On the other hand, there is also the Wall Street Ethic. What is the ethic of Wall Street? Lying, cheating, stealing, and charity balls. They have elevated this into “the American way of business,” as though this has always been true, which it hasn't. They have even exported it. Talk about obnoxious. Talk about rationalization. Talk about Trump as the apotheosis, even though he doesn't have their “class.” Or pretensions, better said. Or maybe he does.

The WSE says do whatever you can or whatever you want, greed is good – yup, it's still with us. I won't go on, the reader will have his or her own examples up the wazoo, certainly from the newspapers, possibly directly from one's own life. WSE is exemplified by the generic pricing scandal. If it's not illegal, why not do it, if you will make more money? And maybe it doesn't even have to be legal. Wells Fargo customers are no doubt checking their statements.

The question, then, is which form of business will medicine be adopting? Will trauma surgeons at a trauma hospital be forced to accept preferred provider status, or something similar? Will out-of-network charges be capped and applied to the insurance companies rather than the patients? These are governmental decisions at some level. In California AB-72 is on Governor Jerry Brown's desk. It would limit out-of-network payments to 125% of Medicare, with some other provisions, I guess. It is patient-generated legislation.

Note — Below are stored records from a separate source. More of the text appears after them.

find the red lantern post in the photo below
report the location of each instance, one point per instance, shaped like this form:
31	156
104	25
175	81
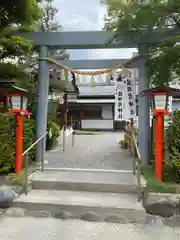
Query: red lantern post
159	102
17	104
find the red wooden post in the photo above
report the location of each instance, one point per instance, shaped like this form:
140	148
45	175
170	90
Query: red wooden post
159	147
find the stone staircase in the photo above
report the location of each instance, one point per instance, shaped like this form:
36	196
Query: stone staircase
83	194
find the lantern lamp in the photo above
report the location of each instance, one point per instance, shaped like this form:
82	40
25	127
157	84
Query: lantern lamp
159	101
17	102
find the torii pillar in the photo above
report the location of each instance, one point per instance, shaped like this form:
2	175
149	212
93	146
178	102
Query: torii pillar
143	106
42	102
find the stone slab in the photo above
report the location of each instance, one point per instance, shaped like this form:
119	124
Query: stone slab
55	229
85	180
80	203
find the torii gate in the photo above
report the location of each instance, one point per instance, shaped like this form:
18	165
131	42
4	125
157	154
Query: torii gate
95	40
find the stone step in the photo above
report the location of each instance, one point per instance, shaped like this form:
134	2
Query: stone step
91	206
85	180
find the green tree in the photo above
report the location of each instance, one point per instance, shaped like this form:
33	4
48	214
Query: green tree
15	16
144	15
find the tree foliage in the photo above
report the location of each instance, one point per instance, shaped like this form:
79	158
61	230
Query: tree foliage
15	16
144	15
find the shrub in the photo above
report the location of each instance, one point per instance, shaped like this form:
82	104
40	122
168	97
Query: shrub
173	145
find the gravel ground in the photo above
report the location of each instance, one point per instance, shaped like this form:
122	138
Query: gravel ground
55	229
91	152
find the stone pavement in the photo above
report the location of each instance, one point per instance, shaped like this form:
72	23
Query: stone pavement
55	229
91	152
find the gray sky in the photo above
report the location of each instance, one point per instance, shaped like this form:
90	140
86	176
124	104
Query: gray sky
86	15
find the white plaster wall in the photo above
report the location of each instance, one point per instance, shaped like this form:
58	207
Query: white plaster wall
107	113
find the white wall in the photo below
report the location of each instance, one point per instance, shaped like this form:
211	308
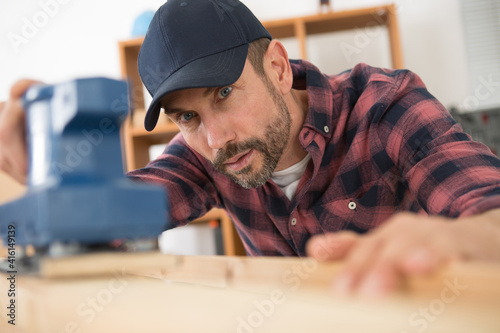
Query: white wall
79	38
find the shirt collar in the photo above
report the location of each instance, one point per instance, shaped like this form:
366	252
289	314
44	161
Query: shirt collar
308	77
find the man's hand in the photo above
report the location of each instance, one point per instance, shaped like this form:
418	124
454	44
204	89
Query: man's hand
406	245
13	155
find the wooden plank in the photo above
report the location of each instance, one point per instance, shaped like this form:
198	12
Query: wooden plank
230	294
394	38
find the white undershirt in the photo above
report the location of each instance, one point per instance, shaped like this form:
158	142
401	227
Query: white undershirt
288	179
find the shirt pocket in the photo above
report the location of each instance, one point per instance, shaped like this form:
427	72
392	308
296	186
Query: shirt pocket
357	214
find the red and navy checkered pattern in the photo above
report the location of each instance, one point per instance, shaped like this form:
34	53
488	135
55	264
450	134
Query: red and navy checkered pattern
380	143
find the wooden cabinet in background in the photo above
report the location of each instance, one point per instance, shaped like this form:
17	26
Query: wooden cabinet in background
137	140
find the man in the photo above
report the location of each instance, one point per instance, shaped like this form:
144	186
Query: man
291	153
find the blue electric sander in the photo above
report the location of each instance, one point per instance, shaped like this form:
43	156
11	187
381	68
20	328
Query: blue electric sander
78	198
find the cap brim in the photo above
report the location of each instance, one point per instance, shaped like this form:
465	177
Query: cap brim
216	70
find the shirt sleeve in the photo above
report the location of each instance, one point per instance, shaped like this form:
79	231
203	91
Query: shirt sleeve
447	172
183	174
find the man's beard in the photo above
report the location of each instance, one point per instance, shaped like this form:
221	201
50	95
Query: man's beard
276	139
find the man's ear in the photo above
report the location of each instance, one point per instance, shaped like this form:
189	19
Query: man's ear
278	67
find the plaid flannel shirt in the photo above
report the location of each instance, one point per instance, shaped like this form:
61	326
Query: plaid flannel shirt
380	144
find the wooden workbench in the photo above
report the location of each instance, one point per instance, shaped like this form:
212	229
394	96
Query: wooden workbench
151	292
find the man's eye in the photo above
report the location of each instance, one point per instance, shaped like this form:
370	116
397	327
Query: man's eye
224	92
186	116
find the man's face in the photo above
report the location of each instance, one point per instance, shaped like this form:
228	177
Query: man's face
243	129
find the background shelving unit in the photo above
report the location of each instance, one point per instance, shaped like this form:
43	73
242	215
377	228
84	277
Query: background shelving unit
137	140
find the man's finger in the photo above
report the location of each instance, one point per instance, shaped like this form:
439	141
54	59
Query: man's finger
331	246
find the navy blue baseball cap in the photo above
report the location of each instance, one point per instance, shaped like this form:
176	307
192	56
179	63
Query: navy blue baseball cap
195	44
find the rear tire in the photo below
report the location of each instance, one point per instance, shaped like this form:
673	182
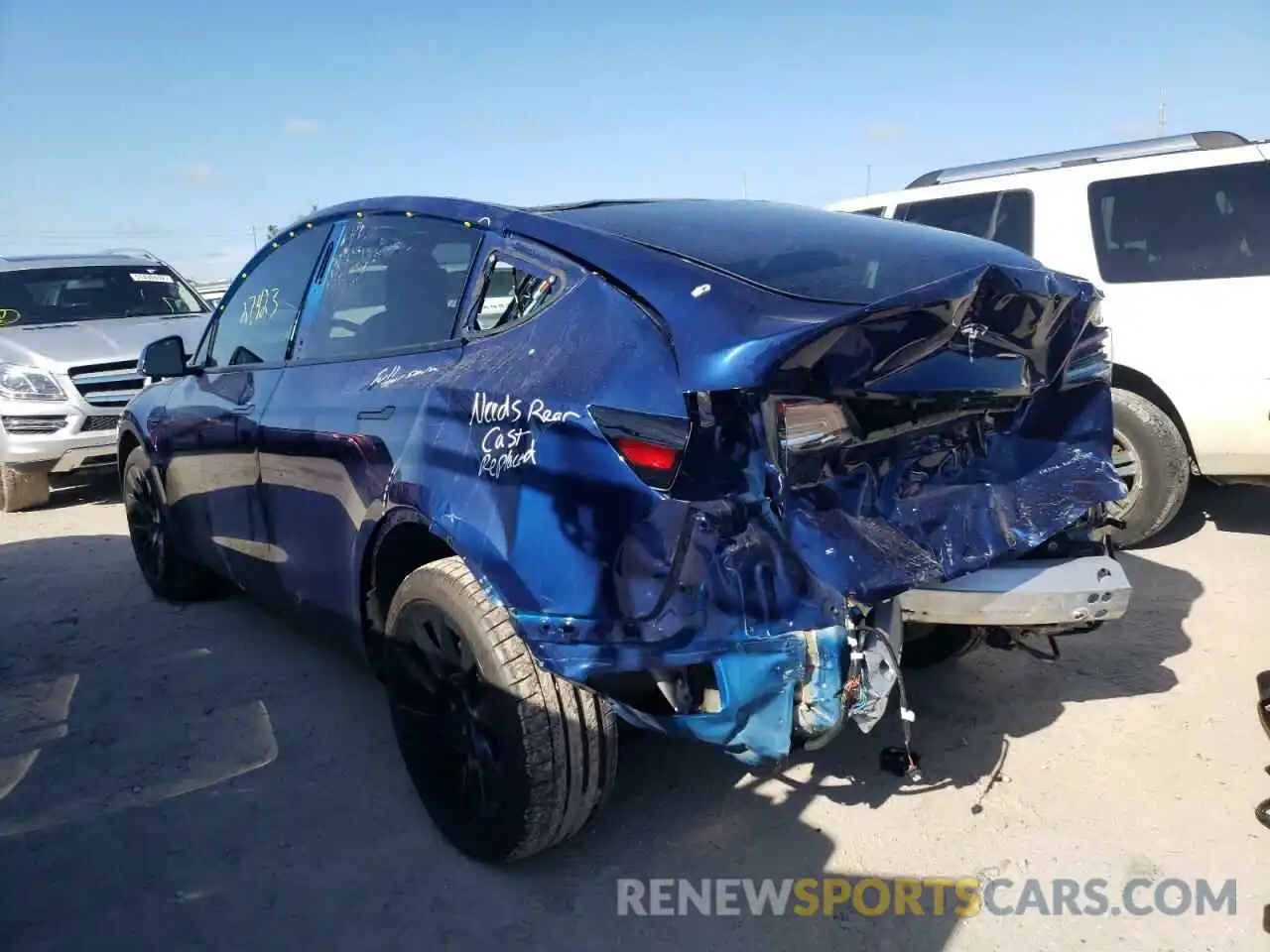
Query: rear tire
1152	458
169	575
22	489
507	758
930	645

It's too bad that this legislation had to be patient-generated. At another level, isn't this something the medical profession itself should be taking on?

Do we want to be stealth pricers? Do we want to countenance prices like $12,000 for two hours of work? Or do we want to voluntarily construct a system that eschews the WSE and adopts the MSE instead, where pricing is both fair and transparent, where efficiency is a goal, where patient service is a goal, where the patient is treated with respect?

If medicine is silent and accepting of how others structure our profession, if medicine does not stand up for righteousness, the business of medicine will contaminate the profession of medicine, and trust and respect will be further eroded. There is no Chinese Wall between business and practicing medicine. The medical profession should be standing up. The medical organizations should be standing up.

They haven't so far. But will they? That's really the basic question.